O seu caso agitou Espanha há menos de uma década, que acompanhou calorosamente um homem, que queria morrer dignamente, um desejo com trinta anos de imobilidade. As opiniões dividiram-se e o Estado espanhol recusou-se sempre a ceder, devido à inconstitucionalidade do seu pedido. Rámon acabou por morrer, mas como um criminoso, às mãos dos seus amigos.
Em
Mar Adentro, Rámon Sampedro é Javier Bardem, que numa metamorfose fantásica, envelhece vinte anos e confina-se a uma cama. Bardem tem uma interpretação bigger than life, em que consegue ser tudo o que quer apenas numa cabeça: expressivo, comovente, divertido, consciente. E apaixonado. E a sua prestação merece por si só o visionamento do filme. Mas este tem muito mais.
Com efeito,
Mar Adentro é um drama convicto, com intenções lacrimejantes. É certo que o alterna com alguns momentos de diversão, mas não se esquiva ao melodrama. Rámon (Javier Bardem) quer morrer e precisa de ajuda para isso. No entanto, duas mulheres vão entrar na sua vida: a advogada Julia (Belén Rueda), que devido a motivos pessoais, faz sua a causa de Rámon; e a ingénua Rosa (Lola Dueñas), que vai tentar mostrar a Rámon tudo o que faz merecer viver.
Para Alejandro Amenábar tudo é simples. Não se contém na personagem de Rámon, transformando-o em mártir; filma-o, como se de uma personagem mais nos tratássemos, observamos o seu dia-a-dia e tiramos as nossas conclusões: se aquele homem deve ou não ver satisfeito o seu desejo.

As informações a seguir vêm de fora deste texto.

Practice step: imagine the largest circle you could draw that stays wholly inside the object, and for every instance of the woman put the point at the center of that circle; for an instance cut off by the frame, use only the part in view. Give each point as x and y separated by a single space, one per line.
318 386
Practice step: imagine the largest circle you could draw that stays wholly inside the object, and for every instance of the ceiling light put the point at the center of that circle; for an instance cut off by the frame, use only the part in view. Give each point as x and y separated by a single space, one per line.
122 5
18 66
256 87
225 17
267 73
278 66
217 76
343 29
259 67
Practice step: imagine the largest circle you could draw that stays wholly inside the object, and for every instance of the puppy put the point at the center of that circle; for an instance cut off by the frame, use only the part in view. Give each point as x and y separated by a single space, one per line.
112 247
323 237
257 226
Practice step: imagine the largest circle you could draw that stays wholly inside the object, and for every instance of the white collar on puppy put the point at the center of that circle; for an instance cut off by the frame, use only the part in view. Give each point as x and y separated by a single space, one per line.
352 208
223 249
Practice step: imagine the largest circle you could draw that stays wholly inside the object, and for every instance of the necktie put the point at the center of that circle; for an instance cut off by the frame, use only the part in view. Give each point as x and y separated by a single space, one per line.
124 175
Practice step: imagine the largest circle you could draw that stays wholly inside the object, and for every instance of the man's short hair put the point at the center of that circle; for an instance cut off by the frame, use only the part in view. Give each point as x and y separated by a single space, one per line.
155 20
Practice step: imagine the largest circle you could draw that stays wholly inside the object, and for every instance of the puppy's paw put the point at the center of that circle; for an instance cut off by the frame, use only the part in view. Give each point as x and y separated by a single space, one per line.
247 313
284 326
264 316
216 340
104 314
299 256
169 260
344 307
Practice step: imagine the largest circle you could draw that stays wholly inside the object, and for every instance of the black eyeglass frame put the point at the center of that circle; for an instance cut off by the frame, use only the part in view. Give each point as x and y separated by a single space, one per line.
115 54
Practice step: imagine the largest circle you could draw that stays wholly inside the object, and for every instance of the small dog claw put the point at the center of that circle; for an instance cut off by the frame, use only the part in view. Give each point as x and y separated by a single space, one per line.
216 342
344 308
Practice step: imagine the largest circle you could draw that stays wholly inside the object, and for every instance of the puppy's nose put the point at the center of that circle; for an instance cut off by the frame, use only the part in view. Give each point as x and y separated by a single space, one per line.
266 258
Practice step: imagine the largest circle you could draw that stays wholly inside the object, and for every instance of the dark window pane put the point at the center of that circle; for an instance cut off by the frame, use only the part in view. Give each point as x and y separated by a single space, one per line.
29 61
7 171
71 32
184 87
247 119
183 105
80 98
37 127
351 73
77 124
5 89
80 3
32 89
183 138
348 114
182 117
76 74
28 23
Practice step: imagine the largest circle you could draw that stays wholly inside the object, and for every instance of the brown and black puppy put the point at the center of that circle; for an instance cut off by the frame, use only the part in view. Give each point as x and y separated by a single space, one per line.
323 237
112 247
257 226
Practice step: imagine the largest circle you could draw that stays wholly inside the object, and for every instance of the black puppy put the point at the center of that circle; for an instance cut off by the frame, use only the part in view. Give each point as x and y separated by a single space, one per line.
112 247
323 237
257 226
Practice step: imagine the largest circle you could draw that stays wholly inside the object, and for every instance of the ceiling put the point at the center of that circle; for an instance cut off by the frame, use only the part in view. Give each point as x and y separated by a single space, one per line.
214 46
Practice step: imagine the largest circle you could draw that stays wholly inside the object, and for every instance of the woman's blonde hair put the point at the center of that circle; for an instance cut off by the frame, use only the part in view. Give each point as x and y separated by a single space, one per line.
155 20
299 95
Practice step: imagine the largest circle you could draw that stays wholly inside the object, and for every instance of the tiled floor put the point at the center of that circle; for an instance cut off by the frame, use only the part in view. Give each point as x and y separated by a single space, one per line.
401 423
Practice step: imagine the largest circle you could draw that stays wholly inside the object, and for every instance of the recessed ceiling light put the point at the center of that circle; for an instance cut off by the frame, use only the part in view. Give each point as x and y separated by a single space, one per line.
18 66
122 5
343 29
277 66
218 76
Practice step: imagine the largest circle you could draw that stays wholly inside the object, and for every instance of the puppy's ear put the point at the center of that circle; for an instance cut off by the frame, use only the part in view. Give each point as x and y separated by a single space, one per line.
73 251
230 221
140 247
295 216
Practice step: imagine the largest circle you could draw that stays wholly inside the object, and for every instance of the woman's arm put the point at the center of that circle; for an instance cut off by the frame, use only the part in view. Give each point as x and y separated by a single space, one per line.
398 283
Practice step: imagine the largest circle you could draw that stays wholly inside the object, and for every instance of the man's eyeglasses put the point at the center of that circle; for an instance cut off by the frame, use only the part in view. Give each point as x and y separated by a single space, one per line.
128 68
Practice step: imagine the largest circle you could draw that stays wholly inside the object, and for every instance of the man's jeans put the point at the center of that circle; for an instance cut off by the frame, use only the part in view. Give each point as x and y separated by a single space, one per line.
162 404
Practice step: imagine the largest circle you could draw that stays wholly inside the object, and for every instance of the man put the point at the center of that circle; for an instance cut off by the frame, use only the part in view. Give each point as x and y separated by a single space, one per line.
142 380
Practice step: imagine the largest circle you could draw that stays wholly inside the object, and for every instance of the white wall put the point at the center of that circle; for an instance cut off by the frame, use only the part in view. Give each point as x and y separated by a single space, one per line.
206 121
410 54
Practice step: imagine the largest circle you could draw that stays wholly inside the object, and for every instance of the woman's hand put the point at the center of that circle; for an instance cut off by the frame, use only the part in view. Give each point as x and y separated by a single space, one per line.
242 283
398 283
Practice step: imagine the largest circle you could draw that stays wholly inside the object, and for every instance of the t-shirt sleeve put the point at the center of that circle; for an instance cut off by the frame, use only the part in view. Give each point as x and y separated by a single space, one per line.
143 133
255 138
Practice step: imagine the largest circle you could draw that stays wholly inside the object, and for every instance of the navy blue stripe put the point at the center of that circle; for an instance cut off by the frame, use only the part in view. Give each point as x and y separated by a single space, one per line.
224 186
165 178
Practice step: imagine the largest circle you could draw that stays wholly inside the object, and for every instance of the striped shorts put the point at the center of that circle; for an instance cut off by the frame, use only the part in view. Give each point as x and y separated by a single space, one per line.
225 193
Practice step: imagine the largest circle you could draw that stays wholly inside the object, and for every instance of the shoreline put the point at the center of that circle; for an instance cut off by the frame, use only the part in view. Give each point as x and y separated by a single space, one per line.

Aliás, Amenábar nunca tira partido de um lado da opinião, limitando-se a dar vida ao que aconteceu. Duas mulheres, uma de cada lado da facção e uma família, que apesar de dizer pouco, acaba por dizer tudo no filme. O sobrinho Marc (Francesc Garrido), que é o mais alienado de todos, mas que acaba por desejar
que a terra o engula por não ter percebido muita coisa antes; a resignada cunhada Manuela (Mabel Rivera), para quem
a opinião de Rámon é sufiecente; o inconformado José (Celso Bugallo), que ama tanto o irmão que não quer abdicar dele; e o pai (Tamar Novas), que apenas tem uma fala, que no entanto diz tudo -
pior que morrer um filho, é um filho que quer morrer.
Mar Adentro é por isto um drama pujante, sem martírios, que faz do realismo o prato forte. Com um grupo de actores impressionanetes, em personagens cheias de carácter, Alejandro Amenábar filma ainda um belo retrato da Galiza (que bem podia ser Portugal, tamanhas são as semelhanças) num portentoso filme técnico (com uma sequência vertiginosa, em que viajamos em voo rasante pela região), com uma comovente banda-sonora. E no entanto, no final quando devia, a lágrima que é puxada em todo o filme acaba por não cair. Ou terá sido esta a intenção, de apesar de tudo, de não termos de ter pena de Rámon? Eu acho que não.
Mar Adentro é um fantástico McRoyal Deluxe, que pode aumentar consoante a dispsição com que vimos o filme. E quase que o é só pela prestação de Bardem e pelo trabalho técnico de Amenábar. Mas é-o pelo resto também, pela história do marinheiro que ficou em terra.